If your school has a club fair day, represent your publication. Get the word out that you actually exist. Pass out little cards and flyers with your website and social media information (oh yeah, and have social media accounts). Ask your staff members to tell their friends about your publication. But above all, don’t antagonize people for not knowing you exist. I sort of did that, and it was a total waste of time and energy because I didn’t do something to change it.

4. Understand your audience and your environment.

I sort of expected going into the project that we would become something like a real news publication, that reported on stories and started conversations within our school community. But the reality is that, for the most part, the publication is for your staff to gain experience with writing and reporting. It’s great if people do read it, but don’t expect it to become a capstone of your school’s community in its infancy. That may happen once the publication becomes more established, though.

That being said, practice is useless if you’re not preparing for the real thing. So don’t act like nobody will read your publication. Stress accuracy and integrity. Assert the importance of your audience. Discourage controversial or detrimental topics. Because you need to have a firm grounding in the practice of journalism if you want to have any hope of doing it as a career.

5. Establish roles.

At the beginning of the project, it was basically my friend and I who were “co-editors-in-chief”. That turned out not to work, because we didn’t have set things that we were in charge of individually. Eventually, my friend decided to take a back seat, leaving me as the one editor-in-chief. But just one person managing a group of staffers doesn’t work very well—I can’t do everything for the publication.

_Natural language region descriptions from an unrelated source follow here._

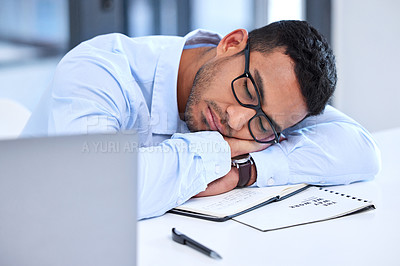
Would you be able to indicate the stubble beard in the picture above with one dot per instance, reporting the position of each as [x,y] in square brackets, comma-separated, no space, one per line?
[201,81]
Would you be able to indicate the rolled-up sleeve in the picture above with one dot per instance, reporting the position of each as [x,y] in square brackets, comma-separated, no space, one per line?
[179,168]
[329,149]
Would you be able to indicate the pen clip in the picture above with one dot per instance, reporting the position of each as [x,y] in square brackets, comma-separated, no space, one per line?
[178,236]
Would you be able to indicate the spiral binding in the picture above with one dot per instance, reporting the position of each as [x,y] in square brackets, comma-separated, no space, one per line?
[343,195]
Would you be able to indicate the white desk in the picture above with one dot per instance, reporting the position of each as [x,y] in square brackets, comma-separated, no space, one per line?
[369,238]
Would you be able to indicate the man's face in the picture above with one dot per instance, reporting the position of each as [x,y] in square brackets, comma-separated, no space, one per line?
[212,105]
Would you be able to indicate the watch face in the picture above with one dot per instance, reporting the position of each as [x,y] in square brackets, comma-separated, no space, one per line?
[241,158]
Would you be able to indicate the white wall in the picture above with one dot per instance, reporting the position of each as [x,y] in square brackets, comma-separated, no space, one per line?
[366,36]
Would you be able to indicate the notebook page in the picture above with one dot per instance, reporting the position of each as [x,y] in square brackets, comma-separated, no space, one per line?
[313,204]
[231,202]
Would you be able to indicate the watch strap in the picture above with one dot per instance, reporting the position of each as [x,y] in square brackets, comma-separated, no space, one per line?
[244,173]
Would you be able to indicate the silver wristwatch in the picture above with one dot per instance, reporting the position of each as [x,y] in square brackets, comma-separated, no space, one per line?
[243,163]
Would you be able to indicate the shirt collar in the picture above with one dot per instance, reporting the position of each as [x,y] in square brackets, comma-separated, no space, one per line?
[164,110]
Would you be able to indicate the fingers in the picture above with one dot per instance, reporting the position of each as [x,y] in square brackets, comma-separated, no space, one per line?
[240,146]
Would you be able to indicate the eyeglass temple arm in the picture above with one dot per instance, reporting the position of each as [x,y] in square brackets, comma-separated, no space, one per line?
[247,59]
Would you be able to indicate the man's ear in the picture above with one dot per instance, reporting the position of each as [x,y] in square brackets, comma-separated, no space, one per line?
[233,42]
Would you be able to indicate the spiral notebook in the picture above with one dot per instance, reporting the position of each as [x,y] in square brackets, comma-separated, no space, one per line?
[315,204]
[220,208]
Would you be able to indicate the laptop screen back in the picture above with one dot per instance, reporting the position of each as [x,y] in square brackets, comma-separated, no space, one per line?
[68,200]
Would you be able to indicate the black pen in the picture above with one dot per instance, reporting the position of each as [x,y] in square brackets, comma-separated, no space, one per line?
[184,240]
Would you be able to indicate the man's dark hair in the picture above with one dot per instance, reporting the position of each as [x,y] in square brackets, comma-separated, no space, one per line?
[314,60]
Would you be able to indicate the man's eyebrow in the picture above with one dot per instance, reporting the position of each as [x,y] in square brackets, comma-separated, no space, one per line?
[259,82]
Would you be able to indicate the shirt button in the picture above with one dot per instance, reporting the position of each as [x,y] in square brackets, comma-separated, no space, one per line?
[217,169]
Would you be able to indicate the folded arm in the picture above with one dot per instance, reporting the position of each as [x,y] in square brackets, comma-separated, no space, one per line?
[328,149]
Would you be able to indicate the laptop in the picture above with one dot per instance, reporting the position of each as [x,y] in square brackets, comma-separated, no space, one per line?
[68,200]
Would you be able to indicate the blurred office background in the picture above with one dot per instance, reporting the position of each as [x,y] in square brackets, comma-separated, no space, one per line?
[365,35]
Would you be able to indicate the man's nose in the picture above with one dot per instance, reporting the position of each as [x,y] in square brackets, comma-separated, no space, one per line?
[239,116]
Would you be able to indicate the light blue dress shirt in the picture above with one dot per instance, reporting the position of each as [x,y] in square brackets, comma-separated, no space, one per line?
[114,82]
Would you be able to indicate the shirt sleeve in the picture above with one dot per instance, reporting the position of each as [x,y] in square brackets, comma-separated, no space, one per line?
[179,168]
[329,149]
[87,97]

So, this year, I asked one of my friends to become a PR manager, advertising our website and getting people to follow us on social media. That was some weight off my shoulders. I also made who I thought was the most committed member the previous year the managing editor, in charge of pitches and direct editing of some stories.

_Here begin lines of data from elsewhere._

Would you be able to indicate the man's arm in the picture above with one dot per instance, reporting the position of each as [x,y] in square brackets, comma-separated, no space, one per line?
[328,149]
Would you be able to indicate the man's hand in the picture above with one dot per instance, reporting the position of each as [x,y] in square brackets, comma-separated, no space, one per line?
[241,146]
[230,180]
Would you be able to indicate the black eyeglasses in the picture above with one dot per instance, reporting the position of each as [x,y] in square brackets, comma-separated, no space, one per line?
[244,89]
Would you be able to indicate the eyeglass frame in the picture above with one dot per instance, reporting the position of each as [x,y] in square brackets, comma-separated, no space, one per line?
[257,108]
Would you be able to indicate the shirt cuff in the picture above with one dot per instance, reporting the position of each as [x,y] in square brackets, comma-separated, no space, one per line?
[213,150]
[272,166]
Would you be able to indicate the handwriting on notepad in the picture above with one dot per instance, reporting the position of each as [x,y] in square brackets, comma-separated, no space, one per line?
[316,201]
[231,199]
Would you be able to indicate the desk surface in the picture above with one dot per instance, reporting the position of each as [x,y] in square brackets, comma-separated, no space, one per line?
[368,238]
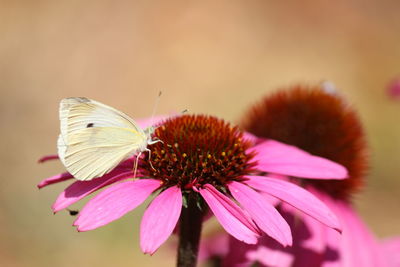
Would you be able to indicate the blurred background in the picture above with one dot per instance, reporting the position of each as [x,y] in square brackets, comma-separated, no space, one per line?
[214,57]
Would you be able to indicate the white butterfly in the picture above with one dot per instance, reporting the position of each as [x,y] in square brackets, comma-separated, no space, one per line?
[95,138]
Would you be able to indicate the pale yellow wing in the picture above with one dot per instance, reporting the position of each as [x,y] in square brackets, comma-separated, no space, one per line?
[77,113]
[93,152]
[95,137]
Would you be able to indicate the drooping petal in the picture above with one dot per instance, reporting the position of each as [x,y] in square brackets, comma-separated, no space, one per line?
[160,219]
[55,179]
[262,212]
[276,157]
[47,158]
[81,189]
[297,197]
[356,246]
[114,202]
[231,217]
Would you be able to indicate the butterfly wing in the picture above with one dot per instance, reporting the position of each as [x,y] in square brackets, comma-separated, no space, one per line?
[95,138]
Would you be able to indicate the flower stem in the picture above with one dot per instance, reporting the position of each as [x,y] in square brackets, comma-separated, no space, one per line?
[189,232]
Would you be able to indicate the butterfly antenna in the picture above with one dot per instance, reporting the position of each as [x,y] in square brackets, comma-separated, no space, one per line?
[155,107]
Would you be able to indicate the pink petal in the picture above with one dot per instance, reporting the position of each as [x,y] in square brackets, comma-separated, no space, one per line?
[297,197]
[81,189]
[262,212]
[231,217]
[276,157]
[114,202]
[47,158]
[55,179]
[271,257]
[160,219]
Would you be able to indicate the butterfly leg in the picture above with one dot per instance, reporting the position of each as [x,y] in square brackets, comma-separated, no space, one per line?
[151,165]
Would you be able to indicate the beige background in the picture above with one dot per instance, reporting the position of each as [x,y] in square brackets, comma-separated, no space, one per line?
[214,57]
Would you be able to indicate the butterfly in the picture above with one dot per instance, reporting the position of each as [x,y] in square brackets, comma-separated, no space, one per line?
[95,138]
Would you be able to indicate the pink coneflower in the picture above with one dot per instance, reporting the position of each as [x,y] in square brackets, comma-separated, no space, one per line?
[204,162]
[322,124]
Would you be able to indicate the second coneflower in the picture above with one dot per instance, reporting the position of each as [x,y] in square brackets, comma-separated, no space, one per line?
[320,122]
[203,163]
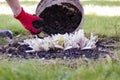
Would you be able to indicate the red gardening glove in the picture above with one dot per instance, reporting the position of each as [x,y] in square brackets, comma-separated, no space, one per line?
[27,20]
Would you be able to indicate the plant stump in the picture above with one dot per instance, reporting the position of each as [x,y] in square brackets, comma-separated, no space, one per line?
[60,16]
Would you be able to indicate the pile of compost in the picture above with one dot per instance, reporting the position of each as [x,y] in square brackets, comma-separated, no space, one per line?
[60,19]
[16,49]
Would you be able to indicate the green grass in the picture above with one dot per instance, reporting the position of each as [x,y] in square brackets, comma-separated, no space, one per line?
[8,22]
[106,26]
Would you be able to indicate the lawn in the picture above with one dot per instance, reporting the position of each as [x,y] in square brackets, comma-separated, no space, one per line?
[38,69]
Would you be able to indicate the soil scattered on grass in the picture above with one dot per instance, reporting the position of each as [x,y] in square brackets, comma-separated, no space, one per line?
[20,50]
[61,19]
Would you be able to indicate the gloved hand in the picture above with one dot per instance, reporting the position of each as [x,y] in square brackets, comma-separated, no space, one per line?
[6,33]
[27,20]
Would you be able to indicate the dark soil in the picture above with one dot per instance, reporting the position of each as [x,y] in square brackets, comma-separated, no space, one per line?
[60,19]
[17,50]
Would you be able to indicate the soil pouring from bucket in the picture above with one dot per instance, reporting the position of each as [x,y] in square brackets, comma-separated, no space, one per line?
[60,16]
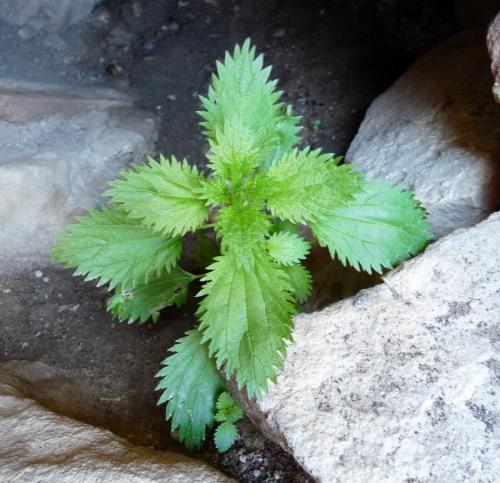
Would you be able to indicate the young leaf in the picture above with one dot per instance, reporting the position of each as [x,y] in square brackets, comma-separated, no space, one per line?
[242,228]
[163,195]
[381,226]
[145,301]
[109,246]
[247,317]
[225,436]
[242,110]
[301,281]
[227,409]
[190,383]
[287,248]
[304,184]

But I wish I had created these roles at the beginning of last year. I’ve realized that, to a group of staffers, disappointing just one editor-in-chief by not turning in an article is easier on the conscience than disappointing three editors by not turning in an article. So we probably would’ve had more articles published last year had there been a team of editors, and not just, basically, me.

6. Getting people to join is mostly you being a talent scout.

Advertising can help attract writers as well as readers, but in reality, you have to be in touch with the kind of talent that exists in your school community. You have to sort of glean people who you know would be good staff members. For example, there was a student in my grade that I knew loved politics, so I asked him to come write about politics for my publication. The staffer that I made managing editor was a new girl who sat next to me in English—she had asked me what clubs to join, and I told her to come join mine.

Asking people to join your club also makes them feel wanted and special, and makes them more likely to participate than if they come wandering into a meeting one afternoon, just thinking to try it out for a couple days.

7. Make it online.

I had initially intended for our paper to be an actual printed newspaper, but then realized that the costs of such a publication would be quite expensive. So I opted for a beautiful, clean website instead. For a publication that’s just starting out, I’d say don’t even bother trying to make a printed paper; when you don’t have readers yet, it’s not worth it. Maybe down the road you can go to print, but online is more accessible to students wherever they are.

When founding a news publication, you’ll inevitably run into a lot of problems and make a lot of mistakes. But that’s what this period of your life is about: making mistakes and learning from them without any harsh consequences. Even if you think your publication will crash and burn or if you have no experience whatsoever in journalism, try it. You’ll learn about leadership, integrity, and teamwork—whether you publish 5 or 500 articles.